As climate change begins to affect the continental United States, building pros must consider increasing threats of severe weather and changes in stormwater patterns when constructing new homes and communities. They now have a new tool to help understand how these issues will affect them and the houses they build.
As part of President Obama’s Climate Action Plan Virtual Climate Resilience Toolkit, the EPA has released a Climate Adjustment Tool for its Stormwater Management Model (SWMM), a widely used online simulation program. The new Climate Adjustment Tool allows engineers and planners to evaluate the performance of water infrastructure while considering future climate change projections, such as more frequent high-intensity storms and changes in evaporation rates of seasonal precipitation, to determine the benefits of resiliency decisions to reduce local economic burden and protect communities.
The new tool will enable users to add climate projections to existing simulations to determine the quality of water traveling through traditional infrastructure such as gutters, storm drains, pipes, channels, collection tanks, and storage devices. The tool also has the ability to model the performance of green infrastructure practices, including permeable pavement, rain gardens, and green roofs. Engineers and planners are able to accurately represent any combination of traditional and green infrastructure practices within an area to determine their effectiveness in managing stormwater and combined sewer overflows in their community.
Stormwater runoff is a major environmental problem resulting in flooding, erosion, and contaminated waters, according to the EPA. The Climate Adjustment Tool can help users make planning, analysis, and design decisions that will guard against the impacts of climate change, says EPA administrator Gina McCarthy.

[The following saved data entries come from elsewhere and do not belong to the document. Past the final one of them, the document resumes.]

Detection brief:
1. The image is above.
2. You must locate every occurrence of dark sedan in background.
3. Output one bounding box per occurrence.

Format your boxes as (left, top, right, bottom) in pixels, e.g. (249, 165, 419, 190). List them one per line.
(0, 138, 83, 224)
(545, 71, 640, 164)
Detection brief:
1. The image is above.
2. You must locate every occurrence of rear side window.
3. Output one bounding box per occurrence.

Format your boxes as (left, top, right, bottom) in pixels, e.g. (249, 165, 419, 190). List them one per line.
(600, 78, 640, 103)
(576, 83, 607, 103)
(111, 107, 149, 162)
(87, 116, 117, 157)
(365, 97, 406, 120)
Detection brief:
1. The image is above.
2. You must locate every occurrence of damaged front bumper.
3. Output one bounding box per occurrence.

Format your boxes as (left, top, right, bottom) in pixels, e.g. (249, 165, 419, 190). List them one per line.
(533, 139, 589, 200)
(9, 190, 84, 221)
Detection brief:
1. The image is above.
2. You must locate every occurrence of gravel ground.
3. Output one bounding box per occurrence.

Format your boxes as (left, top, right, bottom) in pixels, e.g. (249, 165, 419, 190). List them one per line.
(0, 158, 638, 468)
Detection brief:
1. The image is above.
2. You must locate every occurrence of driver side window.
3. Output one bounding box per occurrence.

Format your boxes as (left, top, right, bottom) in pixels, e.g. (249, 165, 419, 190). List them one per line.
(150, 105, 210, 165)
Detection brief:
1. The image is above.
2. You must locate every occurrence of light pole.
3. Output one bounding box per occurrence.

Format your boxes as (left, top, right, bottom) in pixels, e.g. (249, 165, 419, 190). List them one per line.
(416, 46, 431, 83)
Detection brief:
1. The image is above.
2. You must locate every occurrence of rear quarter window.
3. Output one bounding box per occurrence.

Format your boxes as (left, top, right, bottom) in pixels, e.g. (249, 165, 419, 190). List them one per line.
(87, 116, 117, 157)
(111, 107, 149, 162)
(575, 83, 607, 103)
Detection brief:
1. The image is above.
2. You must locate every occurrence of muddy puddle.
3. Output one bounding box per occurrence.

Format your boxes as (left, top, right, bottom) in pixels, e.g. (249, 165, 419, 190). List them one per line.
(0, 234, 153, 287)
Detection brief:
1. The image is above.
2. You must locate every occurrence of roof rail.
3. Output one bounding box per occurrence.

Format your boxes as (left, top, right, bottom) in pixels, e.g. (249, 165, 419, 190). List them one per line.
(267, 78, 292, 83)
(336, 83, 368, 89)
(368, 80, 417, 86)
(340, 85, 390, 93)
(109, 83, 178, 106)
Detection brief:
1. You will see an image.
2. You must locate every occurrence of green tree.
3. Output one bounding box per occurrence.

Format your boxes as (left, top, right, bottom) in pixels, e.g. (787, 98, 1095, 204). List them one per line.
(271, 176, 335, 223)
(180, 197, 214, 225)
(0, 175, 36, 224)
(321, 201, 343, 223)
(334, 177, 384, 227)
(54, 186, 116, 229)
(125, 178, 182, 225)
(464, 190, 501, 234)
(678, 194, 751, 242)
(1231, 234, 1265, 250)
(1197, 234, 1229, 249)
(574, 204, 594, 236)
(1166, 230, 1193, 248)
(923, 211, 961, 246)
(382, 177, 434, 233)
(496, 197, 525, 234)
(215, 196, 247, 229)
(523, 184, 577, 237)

“Climate change means increased risks to our health, our economy, and our environment,” she saysEPA Administrator Gina McCarthy. “But with the president’s Climate Action Plan, the agency is taking action to advance science-based technology, such as the addition of the Climate Adjustment Tool, to help state and local planners combat the impacts of climate change, especially significant economic burden from severe weather, and protect communities through sustainability and resiliency measures.”
EPA's SWMM is used throughout the world for stormwater runoff reduction planning, analysis and design of combined and sanitary sewers, and other drainage systems. Originally released decades ago, SWMM is now used in thousands of communities throughout the world, including as the core modeling engine in cities such as Philadelphia, Cincinnati, Indianapolis, and Seattle.